News

  • 07/02/2008 - JGeocoder 0.4 released! Address parser now has auto spelling correction and auto city name alias resolution
  • 07/02/2008 - JGeocoder now has a confluence wiki page, new documentations will be added there

About JGeocoder

Geocoding is the process of estimating a latitude and longitude for a given location. JGeocoder is a free geocoder implemented in Java. This project is loosely modeled after Geo::Coder::US , a Perl module available for download from the CPAN.

Keywords: geocoder java, address parser, geocode java, java geocoding API, address standardization

Project Status

I had just uploaded raw data files of 12 more states. You load them into a database and connect jgeocoder to it for street level geocoding.

I am planning to re-write a major portion of jgeocoder because while the current design works, it's not flexible enough to allow high quality fuzzy search. I can either put fuzzy match on top of the current design or I can tear things down and rebuild something better.
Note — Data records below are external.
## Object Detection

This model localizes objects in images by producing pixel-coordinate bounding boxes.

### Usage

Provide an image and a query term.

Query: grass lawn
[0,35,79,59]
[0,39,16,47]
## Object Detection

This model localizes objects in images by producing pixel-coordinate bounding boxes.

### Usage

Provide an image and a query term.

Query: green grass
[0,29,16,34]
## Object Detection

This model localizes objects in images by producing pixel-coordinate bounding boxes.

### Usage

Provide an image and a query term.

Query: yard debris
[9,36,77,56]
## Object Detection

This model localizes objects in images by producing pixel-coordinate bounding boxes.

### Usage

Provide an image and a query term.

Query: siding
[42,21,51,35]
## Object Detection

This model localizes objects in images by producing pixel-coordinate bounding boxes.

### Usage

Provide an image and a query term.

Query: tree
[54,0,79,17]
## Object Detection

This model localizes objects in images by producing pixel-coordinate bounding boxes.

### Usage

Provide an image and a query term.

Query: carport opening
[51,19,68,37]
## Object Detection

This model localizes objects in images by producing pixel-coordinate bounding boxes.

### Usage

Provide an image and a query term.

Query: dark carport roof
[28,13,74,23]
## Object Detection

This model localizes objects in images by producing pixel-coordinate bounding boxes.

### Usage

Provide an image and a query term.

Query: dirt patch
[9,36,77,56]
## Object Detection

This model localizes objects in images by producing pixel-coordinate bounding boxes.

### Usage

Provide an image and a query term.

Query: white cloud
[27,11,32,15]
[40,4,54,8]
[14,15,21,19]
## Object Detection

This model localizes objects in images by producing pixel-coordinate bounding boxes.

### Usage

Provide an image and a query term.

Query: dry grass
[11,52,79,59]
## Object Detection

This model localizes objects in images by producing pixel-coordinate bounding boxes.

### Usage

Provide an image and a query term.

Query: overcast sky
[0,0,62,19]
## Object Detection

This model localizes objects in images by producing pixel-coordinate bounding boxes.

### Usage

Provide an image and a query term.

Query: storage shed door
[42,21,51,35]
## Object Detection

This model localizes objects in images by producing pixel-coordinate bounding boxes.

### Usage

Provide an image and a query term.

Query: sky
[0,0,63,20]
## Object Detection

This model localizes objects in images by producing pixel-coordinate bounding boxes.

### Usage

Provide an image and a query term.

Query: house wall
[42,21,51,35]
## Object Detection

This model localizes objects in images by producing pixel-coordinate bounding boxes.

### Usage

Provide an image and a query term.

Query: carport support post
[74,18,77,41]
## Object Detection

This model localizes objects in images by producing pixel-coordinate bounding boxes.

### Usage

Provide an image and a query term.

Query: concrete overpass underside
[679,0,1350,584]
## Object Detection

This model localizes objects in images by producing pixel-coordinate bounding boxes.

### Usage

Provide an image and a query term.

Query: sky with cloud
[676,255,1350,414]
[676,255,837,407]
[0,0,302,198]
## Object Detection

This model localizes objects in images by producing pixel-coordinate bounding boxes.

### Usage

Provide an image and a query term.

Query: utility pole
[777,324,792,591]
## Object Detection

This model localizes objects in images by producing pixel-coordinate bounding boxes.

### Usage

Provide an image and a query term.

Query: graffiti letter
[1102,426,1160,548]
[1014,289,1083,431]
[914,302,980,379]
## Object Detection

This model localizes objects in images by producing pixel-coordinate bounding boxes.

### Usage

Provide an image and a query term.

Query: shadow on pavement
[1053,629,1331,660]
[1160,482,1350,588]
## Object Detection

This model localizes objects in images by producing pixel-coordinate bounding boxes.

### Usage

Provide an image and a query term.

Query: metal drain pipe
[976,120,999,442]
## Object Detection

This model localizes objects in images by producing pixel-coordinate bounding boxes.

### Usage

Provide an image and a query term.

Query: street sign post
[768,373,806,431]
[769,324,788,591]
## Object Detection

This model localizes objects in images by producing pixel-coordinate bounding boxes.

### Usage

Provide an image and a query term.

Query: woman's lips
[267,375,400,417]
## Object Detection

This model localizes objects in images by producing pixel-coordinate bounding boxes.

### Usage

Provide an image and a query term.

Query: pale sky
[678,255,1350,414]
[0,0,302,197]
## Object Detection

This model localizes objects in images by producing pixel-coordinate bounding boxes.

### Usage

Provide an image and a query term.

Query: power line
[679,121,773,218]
I'd decided to choose the 2nd option.

The biggest benefit of new design is that it will be closer to the quality google map's geocoder. For example, you can put 'south st philadelphia' in google map and its geocoder will resolve it to 'South St, Philadelphia, PA'. With the current jgeocoder's parser based design, that is almost unachievable. I need to switch from the parser based design to information retrieval design in order to make it as flexible as google map.

Current Design

see Quick Start for a tutorial about how to test JGeocoder

This project will consist of 3 major components:

  • Address parser , which will be responsible for parsing an input address into a standardize format. This is necessary because the address database stores address data in a certain format. In order to geocode an address, the input address must be turned into a recognizable format first.
  • Address geocoder , which takes in the parsed address as input and searches the address database for the corresponding address. If the address is found, the lat/lon will then be estimated using the information of the found address.
  • Data importing scripts . JGeocoder will be using the Tiger/Line address database from US census bureau. This module will import the Tiger/Line data files into a relational database for the address geocoder.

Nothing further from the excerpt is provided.